Well, nothing much, really.
But there is one thing I’ve noticed over and over again in discussions about books on Good Reads and facebook and various blogs: people really hate it when the book doesn’t turn out how they expect. It makes them furious.
They equate this with failure – the plot doesn’t unfold the way they imagined therefore the book sucks. And they will often take it out on the author, either through reviews, or more directly in a chat or forum, in a tone that can make your hair curl right up and slide off your head.
I’ve never been in that position myself but I hate to think what it does to an author.
Let’s take a famous example: the death of the beloved Dumbledore at the end of Harry Potter and the Half-Blood Prince.

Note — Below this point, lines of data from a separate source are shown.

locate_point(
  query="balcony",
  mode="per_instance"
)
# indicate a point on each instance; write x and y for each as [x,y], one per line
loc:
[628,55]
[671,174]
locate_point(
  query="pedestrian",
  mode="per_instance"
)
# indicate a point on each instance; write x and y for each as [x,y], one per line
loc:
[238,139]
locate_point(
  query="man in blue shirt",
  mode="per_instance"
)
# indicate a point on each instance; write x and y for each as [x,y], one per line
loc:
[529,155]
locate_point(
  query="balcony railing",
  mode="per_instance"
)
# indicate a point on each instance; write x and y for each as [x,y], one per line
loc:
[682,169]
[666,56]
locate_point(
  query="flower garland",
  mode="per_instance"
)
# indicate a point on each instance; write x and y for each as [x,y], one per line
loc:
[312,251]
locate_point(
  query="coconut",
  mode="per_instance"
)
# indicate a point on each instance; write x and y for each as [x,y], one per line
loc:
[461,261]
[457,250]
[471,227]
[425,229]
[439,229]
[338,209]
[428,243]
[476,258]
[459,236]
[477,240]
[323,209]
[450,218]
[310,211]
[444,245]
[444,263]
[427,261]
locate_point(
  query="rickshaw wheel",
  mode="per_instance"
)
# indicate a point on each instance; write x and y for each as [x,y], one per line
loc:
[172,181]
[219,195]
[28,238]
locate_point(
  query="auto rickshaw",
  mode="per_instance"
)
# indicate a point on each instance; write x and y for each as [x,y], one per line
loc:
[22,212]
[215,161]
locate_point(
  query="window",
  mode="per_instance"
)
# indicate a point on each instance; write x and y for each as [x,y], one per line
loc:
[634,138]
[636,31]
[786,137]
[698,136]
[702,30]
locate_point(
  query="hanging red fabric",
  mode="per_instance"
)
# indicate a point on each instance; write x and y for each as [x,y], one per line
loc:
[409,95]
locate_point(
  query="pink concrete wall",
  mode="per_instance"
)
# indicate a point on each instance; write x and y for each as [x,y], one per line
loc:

The world was shocked. The death of “a major character” had been foreshadowed by JK Rowling prior to the book’s release and it was even in all the media, but Dumbledore’s death led to an outcry. Readers believed he wasn’t really dead, and would reappear like Gandalf (of course he does, but he’s still dead). As was usual in the Potterverse, complex theories were developed to explain it, dead or alive, and the discussion continues to this day.
But Rowling as the author was always quite clear, and why wouldn’t she be? Apart from the fact that it’s her book world and she can do whatever she likes, there were myriad plot twists wrapped around the death and, most critical, Harry’s character development and quest (and Hermione’s too)  required it.
That’s not how many fans saw it: they saw it as a betrayal, as a failure of the logic they had established for themselves, as a mistake.
They have invested so much in the story – what a wonderful thing! But what else is going on there? We all love to have a theory about what will happen next. Part of the fun of online discussion of books, film and TV is that very element.
I reckon part of it, too, is the expectation that there will be happy endings. That there will be romance, and everyone will live happily ever after.
Sometimes that does happen. In life, and in art. But other things happen too – people disconnect from one another accidentally, or never connect; they argue about stupid things; they annoy you; they get scared when they should be brave; they falter and bicker and fall out of love and die. 
I remember well the shriek that went around the cinema when I was a kid watching Doctor Zhivago at the Anglesea Luxury Cinema and Lara DIDN’T TURN AROUND AND OMAR SHARIF WAS RUNNING AND THEN HE CLUTCHED HIS CHEST AND OH MY GOD AND SHE NEVER KNEW!
I nearly spat my Marella Jube into the hair of the person in front.

So if you feel betrayed by an author or a film-maker when that happens in your favourite book or series, don’t take it out on them or the work they’ve created.
What it means is that they have created a world so engaging that we, as readers, are lost in it. We are annoyed because the author wants us to be annoyed, upset because that person we loved is gone and we just don’t know what will happen next.
And that’s a good thing. Right?



*Disclosure: I work with inside a dog as part of my day job, but these comments are my own.